Wislawa Szymborska (1923-2012) was a Polish poet, essayist, translator and recipient of the 1996 Nobel Prize in Literature. Her body of work was only 325 poem—four or five poems annually—and demonstrated the wonder of putting so much lightness and seriousness, tact and sensitivity, simplicity of imagery and complexity of philosophical contemplation into so few words. Irony and self-irony, wit, humor and playfulness are the hallmarks of her poetry and her personality. She sent cards with quirky collages (instead of letters), organized lotteries with small, delightfully kitschy prizes, and wrote amusing limericks. The fact that she called her Nobel Prize “a Stockholm tragedy” says much about her self-deprecatory humor. Her playfulness and wit are celebrated in this performance piece.
“This Is Why We Live” was devised by its all-female ensemble using improvisation and the movement-based theater techniques of École Jacques Lecoq, a Paris-based school that specializes in applying movement dynamics to theater creation. The creative challenge was to find movement within Szymborska’s poetry and to transpose it to the stage without losing the poems’ emotional integrity and intimacy. Original poems and translations by Szymborska were investigated through improvisation, and her collages were hung in the rehearsal room.
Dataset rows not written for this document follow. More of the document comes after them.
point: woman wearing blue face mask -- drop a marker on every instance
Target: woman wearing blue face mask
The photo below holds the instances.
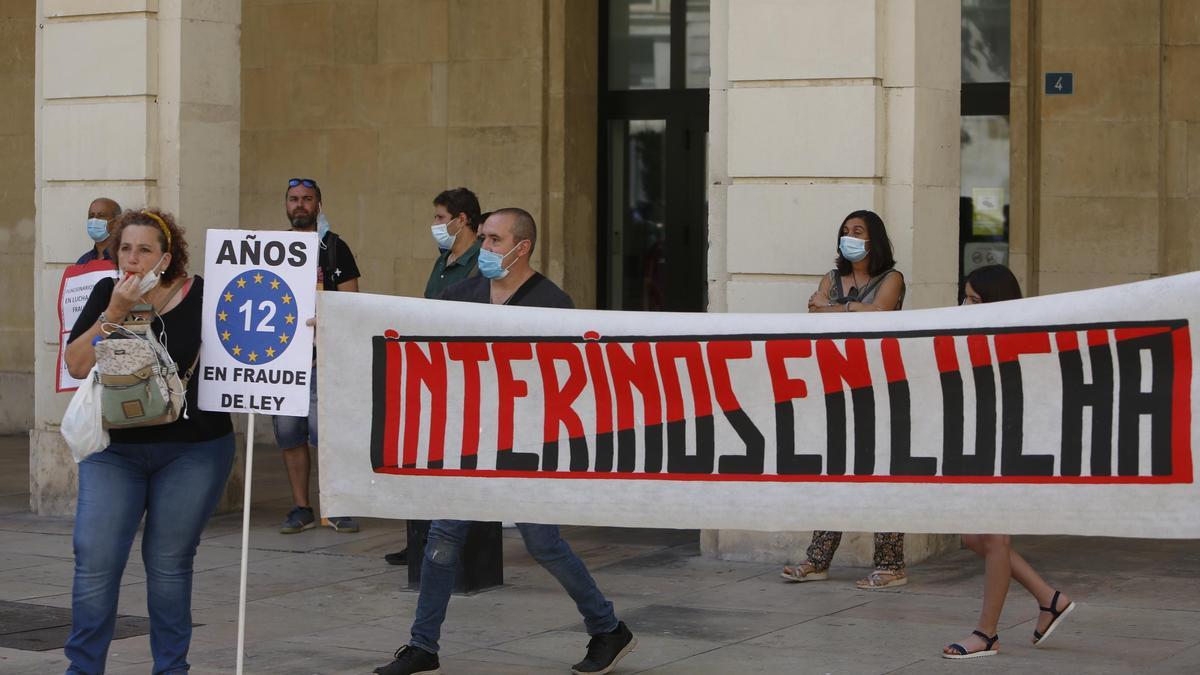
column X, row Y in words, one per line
column 994, row 284
column 864, row 280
The play emerged from these explorations.
The piece was originally a co-production with Théatre de L’Enfumeraie in France and supported with a residency in London, UK at Old Vic New Voices. It was performed at Plateau 31, Paris in 2016 and went on to The Theatre Centre in Toronto and the Hamilton Conservatory for the Performing Arts in Ontario. It was part of Off-Milosz Festival in June 2018 and was performed in Krakow and Katowice.
You may be interested to note two accompanying events: a reading of Wislawa Szymborska’s poetry at WORD Bookstore, 126 Franklin St., Greenpoint Brooklyn on Sept. 12 and a talkback following the Sept. 22 performance at La MaMa. Both will be moderated by Polish poet-in-exile and Slavic scholar Anna Frajlich-Zajac.